Although certification is not a state requirement for employment, many sonogram techs choose certification to improve their employment opportunities. Certification is available through the American Registry for Diagnostic Medical Sonography, the American Registry of Radiologic Technologists and Cardiovascular Credentialing International. Sonogram techs can choose to be certified in a sonography specialty.
To obtain certification, they must complete training and pass an examination in physics and instrumentation. Sonogram technicians must complete continuing education to maintain certification.
Sonogram techs can choose from several specialties.
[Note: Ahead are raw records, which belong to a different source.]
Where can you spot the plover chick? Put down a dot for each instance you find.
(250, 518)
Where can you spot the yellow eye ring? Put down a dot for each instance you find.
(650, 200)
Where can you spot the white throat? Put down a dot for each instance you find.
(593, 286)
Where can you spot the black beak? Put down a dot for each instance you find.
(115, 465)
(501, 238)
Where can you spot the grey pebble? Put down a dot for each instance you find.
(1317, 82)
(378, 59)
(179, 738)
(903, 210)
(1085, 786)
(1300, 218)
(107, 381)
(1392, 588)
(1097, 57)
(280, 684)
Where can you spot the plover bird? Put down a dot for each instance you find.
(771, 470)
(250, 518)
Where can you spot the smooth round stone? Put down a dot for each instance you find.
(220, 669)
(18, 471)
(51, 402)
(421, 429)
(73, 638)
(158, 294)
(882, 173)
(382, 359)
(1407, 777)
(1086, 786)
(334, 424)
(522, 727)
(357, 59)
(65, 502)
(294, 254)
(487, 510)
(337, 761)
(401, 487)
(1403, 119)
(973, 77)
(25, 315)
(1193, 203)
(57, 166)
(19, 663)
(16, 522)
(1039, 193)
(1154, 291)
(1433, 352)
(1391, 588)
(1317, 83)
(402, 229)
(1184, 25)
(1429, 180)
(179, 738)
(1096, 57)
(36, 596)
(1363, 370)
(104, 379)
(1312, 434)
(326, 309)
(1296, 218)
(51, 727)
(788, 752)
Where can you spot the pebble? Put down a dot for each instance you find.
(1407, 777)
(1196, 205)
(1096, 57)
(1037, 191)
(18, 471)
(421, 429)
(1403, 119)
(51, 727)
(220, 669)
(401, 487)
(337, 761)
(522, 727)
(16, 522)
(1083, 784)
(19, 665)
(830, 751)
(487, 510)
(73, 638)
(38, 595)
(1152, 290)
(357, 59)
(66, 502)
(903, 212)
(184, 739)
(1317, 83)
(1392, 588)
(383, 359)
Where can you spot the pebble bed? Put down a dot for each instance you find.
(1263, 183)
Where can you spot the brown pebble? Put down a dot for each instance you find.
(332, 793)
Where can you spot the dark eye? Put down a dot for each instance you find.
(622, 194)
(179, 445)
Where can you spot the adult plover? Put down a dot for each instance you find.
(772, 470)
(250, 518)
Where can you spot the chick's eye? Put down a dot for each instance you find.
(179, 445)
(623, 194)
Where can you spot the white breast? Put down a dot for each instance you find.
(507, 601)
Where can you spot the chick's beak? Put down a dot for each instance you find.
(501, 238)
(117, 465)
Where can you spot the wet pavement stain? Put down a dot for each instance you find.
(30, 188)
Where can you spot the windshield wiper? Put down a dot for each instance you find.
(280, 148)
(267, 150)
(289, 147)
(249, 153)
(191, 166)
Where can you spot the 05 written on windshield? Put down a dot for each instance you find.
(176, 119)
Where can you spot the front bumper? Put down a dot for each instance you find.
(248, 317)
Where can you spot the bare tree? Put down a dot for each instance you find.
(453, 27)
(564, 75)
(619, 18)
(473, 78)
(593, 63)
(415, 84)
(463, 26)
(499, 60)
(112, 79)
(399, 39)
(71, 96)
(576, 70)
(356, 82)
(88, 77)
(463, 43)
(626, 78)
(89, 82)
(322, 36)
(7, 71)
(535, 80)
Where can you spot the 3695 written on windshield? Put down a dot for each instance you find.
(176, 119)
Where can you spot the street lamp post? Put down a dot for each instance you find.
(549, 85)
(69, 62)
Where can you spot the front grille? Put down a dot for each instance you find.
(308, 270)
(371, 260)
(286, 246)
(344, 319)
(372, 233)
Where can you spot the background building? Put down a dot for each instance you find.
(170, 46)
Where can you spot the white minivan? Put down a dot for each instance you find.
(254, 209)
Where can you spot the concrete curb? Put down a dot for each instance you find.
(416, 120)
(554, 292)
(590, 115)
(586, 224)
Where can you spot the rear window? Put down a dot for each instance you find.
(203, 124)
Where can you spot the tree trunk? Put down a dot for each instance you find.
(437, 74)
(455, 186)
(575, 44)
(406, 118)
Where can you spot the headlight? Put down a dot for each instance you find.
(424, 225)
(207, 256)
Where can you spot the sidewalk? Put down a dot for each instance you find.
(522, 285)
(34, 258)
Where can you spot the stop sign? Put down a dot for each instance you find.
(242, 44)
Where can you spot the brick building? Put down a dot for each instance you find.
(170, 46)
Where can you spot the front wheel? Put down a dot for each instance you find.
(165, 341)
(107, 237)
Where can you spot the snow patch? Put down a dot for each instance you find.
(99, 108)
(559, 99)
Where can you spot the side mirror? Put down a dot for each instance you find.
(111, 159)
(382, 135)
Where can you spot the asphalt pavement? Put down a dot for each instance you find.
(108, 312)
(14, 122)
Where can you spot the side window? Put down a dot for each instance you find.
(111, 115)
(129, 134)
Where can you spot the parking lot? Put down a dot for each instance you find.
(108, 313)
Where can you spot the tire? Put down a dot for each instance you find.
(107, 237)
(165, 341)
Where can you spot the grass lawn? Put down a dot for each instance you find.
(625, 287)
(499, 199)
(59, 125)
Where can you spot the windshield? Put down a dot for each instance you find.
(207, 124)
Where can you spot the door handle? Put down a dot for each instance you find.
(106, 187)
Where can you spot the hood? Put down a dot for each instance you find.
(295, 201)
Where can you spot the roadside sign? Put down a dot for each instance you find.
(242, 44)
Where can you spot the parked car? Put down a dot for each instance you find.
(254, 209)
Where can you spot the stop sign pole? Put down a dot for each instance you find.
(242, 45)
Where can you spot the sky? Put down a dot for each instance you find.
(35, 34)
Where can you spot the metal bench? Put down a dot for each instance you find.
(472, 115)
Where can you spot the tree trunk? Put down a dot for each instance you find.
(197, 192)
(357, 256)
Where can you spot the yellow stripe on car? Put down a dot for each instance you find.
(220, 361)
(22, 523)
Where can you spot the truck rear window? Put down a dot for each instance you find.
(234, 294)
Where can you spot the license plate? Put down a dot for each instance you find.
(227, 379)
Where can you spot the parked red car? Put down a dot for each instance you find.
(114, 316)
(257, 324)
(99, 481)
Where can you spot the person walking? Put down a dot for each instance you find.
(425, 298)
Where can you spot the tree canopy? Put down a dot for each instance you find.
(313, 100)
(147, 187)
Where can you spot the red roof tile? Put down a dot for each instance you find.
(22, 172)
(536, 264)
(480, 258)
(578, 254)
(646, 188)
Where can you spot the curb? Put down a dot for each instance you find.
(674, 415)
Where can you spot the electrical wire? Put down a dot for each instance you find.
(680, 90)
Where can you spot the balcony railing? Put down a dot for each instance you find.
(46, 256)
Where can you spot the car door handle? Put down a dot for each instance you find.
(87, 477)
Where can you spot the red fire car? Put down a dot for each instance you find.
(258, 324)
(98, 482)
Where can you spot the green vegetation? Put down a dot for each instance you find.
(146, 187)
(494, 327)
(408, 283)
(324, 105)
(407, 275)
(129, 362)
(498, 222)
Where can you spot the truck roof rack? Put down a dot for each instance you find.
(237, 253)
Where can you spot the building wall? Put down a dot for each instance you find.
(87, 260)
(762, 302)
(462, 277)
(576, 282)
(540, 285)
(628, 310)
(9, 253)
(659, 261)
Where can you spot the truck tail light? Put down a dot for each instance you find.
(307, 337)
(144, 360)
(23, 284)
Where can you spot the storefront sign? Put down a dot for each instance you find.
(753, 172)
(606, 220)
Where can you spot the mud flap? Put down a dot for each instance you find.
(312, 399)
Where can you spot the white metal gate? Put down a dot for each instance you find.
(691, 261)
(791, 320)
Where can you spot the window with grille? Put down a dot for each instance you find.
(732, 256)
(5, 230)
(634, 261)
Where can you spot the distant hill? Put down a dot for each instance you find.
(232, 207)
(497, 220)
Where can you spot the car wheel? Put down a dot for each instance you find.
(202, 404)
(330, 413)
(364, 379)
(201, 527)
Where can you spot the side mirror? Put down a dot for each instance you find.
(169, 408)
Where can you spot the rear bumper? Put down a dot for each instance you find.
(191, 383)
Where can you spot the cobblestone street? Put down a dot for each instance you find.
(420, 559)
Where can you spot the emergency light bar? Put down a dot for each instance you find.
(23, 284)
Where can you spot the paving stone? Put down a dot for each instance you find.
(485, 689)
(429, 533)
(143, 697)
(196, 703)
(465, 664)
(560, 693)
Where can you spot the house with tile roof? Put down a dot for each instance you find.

Obstetric and gynecologic sonographers specialize in imaging and diagnosing the female reproductive system, both during and after pregnancy. Sonographers also might focus on imaging patients' abdominal cavity to help diagnose ailments associated with such organs as the pancreas, kidneys, liver and spleen.
Neurosonographers are skilled in the examination of the brain and nervous system. Other sonographers specialize in the study of breast tissue to monitor blood supply, tumor growth and biopsy accuracy.
Career and Salary Outlook
According to the U.S. Bureau of Labor Statistics (BLS), diagnostic medical sonographers earned a median annual wage of $68,970 as of 2015. Job opportunities were predicted to grow by 26% from 2014-2024, which was much greater than average. Aging patients in need of diagnostic imaging and healthcare providers choosing ultrasound imaging rather than radiologic procedures were two factors contributing to the employment growth, reported the BLS.
Most sonogram technicians receive their training through associate's degree programs, although certificate programs are available for individuals with healthcare experience. They can choose to specialize in areas such as obstetrics or neurology and may boost their careers by obtaining professional certification. Job opportunities in this field are growing much faster than average, and the median salary was nearly $70,000 in 2015.